Mr. Mehta submitted that 11.3 lakh cases of duplicate PAN were found and that PAN can be misused for the purpose of tax evasion, black money, setting up shell companies, among other things. Aadhaar will ensure that one person has only one PAN by interconnecting the PAN-Aadhaar database as recommended by the Shah Committee SIT on black money. He mentioned that even companies require PAN cards and the documents used for obtaining PAN can easily be forged. Biometrics, he stated will prevent that. Mr. Mehta emphasized that India is a largely tax non-compliant country and the burden of people who evade taxes falls on honest tax paying citizens. He also stated that the tax collection is very low with respect to our GDP ratio.

Lastly, Mr. Mehta talked about India’s international obligations under Foreign Account Tax Compliance Act (FATCA) and Common Reporting Standard (CRS). He concluded by saying that Section 139AA has already been tested on the basis of the four tests mentioned earlier, to which Justice Bhushan commented that the Sate will have to prove that there is no violation of privacy under Aadhaar.

All Posts | Jun 28,2017

Hearing Update: Shantha Sinha & Anr. v. Union of India; June 27th, 2017

The Supreme Court on Tuesday, June 27, 2017, heard the petition against notifications making Aadhaar mandatory for social welfare schemes [Shantha Sinha & Anr. v. Union of India (W.P. (C) 342/2017)] for the grant of interim relief. You can read the summary from the previous hearing here.

The hearing started with the Additional Solicitor General seeking an adjournment of the matter for responding to the rejoinder filed by the petitioners. Referring to an Office Memorandum issued by the Ministry of Electronics and Information Technology on June 22, 2017, which extended the deadline to enroll for Aadhaar for availing various benefits till September 30, 2017, he argued that there was no burning urgency anymore to hear the matter.
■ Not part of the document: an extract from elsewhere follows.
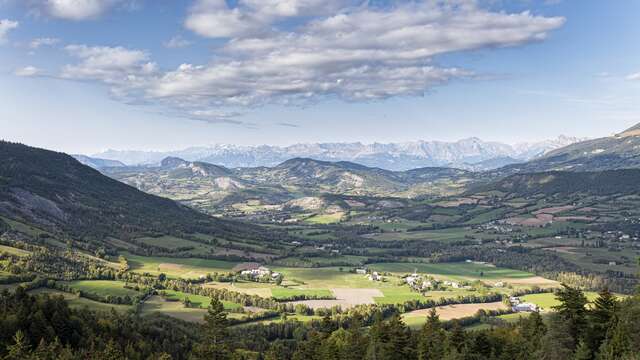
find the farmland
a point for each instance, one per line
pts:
(188, 268)
(102, 288)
The counsel for petitioners, Mr. Shyam Divan,did not oppose the request for adjournment, however, he contended that the said memorandum extended the deadlines only for those beneficiaries who did not have Aadhaar. Those having an Aadhaar number are still required to furnish it after June 30th in order to avail benefits of the schemes. Therefore, he requested that, an order be passed to the effect that no one would be deprived of the benefits of the schemes for non-production of Aadhaar number till the next date of hearing.

However, the court said that it cannot issue any interim order or mandamus on mere apprehensions. It asked the petitioners if they had any evidence to show that such exclusions had taken place since the issue of the notifications, where people were deprived of the benefits to which they were entitled. The court said that it would take such evidence as a test for urgency. To this, Mr. Divan replied that such exclusions would took place only after the deadline of June 30th, and that it is imperative for all the beneficiaries to be protected irrespective of whether they possess an Aadhaar number or not.

The court, in its order, noted that in view of paragraph 90 of the judgment in Aadhaar-PAN case, which categorically states that enrolment to the Aadhaar is not compulsory, no further observation is required.

The court directed the respondent to file its response to the rejoinder within a week and listed the matter on July 7th, 2017 for further hearing.